Having transformed the Panamera from an ugly duckling into a beautiful swan, Porsche has decided to improved its environmental credentials as well. The Panamera 4 E-Hybrid packs a sledgehammer punch, but can dial back the insanity and quietly run on pure electric power.
Forget about underwhelming hybrids, the all-wheel drive Panamera 4 E-Hybrid is more 918 Spyder than Prius. The sprint to 100 km/h (62 mph) flies past in just 4.6 seconds, and it doesn't stop pulling until 278 km/h (173 mph) is showing on the speedo. The impressive performance comes from the combination of a biturbo 2.9-liter V6 pumping out 243 kW (330 hp) and 450 Nm, and an electric motor with 100 kW (136 hp) and 400 Nm of torque.
Perhaps more impressive than the overall power output is the way the two power sources integrate. In the last Panamera Hybrid, the electric boost only kicked in when the throttle was dipped past 80 percent. Sure, it was useful at full speed, but there was no real benefit to having the electric power in most circumstances.
Now there are four hybrid modes on offer: E-Power for emissions free city running, Hybrid Auto for an automatic combination of petrol and electric power, E-Hold to conserve the battery charge for later and E-Charge when you want to V6 to filter charge into the battery.

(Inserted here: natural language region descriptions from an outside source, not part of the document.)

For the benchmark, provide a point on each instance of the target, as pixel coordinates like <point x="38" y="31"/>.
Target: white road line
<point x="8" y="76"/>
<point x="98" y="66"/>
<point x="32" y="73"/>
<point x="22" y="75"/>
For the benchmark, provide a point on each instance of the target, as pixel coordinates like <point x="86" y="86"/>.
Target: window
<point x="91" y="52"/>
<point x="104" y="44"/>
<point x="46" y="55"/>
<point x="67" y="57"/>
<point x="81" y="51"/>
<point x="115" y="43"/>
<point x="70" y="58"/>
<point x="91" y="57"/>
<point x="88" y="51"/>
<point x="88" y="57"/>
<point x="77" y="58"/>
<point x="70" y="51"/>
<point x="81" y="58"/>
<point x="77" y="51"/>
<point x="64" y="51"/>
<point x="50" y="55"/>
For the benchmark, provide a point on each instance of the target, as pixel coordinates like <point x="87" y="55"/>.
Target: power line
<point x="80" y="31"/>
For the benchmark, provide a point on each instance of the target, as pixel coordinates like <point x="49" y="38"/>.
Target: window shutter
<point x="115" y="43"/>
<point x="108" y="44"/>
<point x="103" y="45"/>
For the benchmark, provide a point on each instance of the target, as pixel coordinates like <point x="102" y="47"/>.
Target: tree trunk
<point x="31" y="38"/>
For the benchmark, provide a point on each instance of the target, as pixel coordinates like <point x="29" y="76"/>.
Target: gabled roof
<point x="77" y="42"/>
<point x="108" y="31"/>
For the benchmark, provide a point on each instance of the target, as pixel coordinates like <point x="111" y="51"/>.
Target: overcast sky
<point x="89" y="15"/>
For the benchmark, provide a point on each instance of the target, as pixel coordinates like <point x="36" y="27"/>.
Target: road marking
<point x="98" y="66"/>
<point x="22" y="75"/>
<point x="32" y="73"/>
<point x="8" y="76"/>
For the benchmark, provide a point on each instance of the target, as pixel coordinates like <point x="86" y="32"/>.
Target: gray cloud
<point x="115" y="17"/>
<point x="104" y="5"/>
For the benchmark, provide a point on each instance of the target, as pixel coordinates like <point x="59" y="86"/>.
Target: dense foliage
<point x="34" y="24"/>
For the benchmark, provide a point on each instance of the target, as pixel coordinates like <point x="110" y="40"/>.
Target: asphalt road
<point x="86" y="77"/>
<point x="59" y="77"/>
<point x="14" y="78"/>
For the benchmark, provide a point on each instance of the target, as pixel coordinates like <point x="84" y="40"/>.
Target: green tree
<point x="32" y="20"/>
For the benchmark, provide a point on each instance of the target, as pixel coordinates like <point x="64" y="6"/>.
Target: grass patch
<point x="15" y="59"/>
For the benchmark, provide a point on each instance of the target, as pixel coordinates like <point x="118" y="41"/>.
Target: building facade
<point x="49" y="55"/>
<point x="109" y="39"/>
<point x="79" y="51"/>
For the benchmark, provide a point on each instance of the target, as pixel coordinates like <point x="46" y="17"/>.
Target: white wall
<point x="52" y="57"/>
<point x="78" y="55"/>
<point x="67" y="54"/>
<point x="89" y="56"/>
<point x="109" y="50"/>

With electric power to help out, Porsche has managed to eke out some seriously impressive official fuel efficiency figures. On the combined New European Drive Cycle it returns 2.5 l/100 km (113 MPG) and emits just 56 g/km of CO2. Sure, it's unlikely an owner will ever be able to get anywhere near that in the real world, but it's an impressive headline figure nonetheless.
Plugging into the wall using the inbuilt 230-V charger will recharge the battery in 5.8 hours, while upgrading to an optional 32-A connector cuts that time to just 3.6 hours.
Even though it's significantly more efficient than the rest of the petrol-powered range, Porsche hasn't done a heap to set the outside of the Panamera 4 E-Hybrid apart from its siblings. Sure, there are unique five spoke wheels and green brake callipers, but otherwise it's business as usual. Good thing, too, because the standard car is seriously handsome.
It's a similar story inside, where the traditional Porsche instrument binnacle has been tweaked to include more information about the hybrid system. Beyond that, the 12.3-inch central touchscreen and touch sensitive center console are unchanged.
There's no information on pricing for the new Panamera Hybrid, but we'll be on the ground to check it out when it launches at the Paris Motor Show later this month.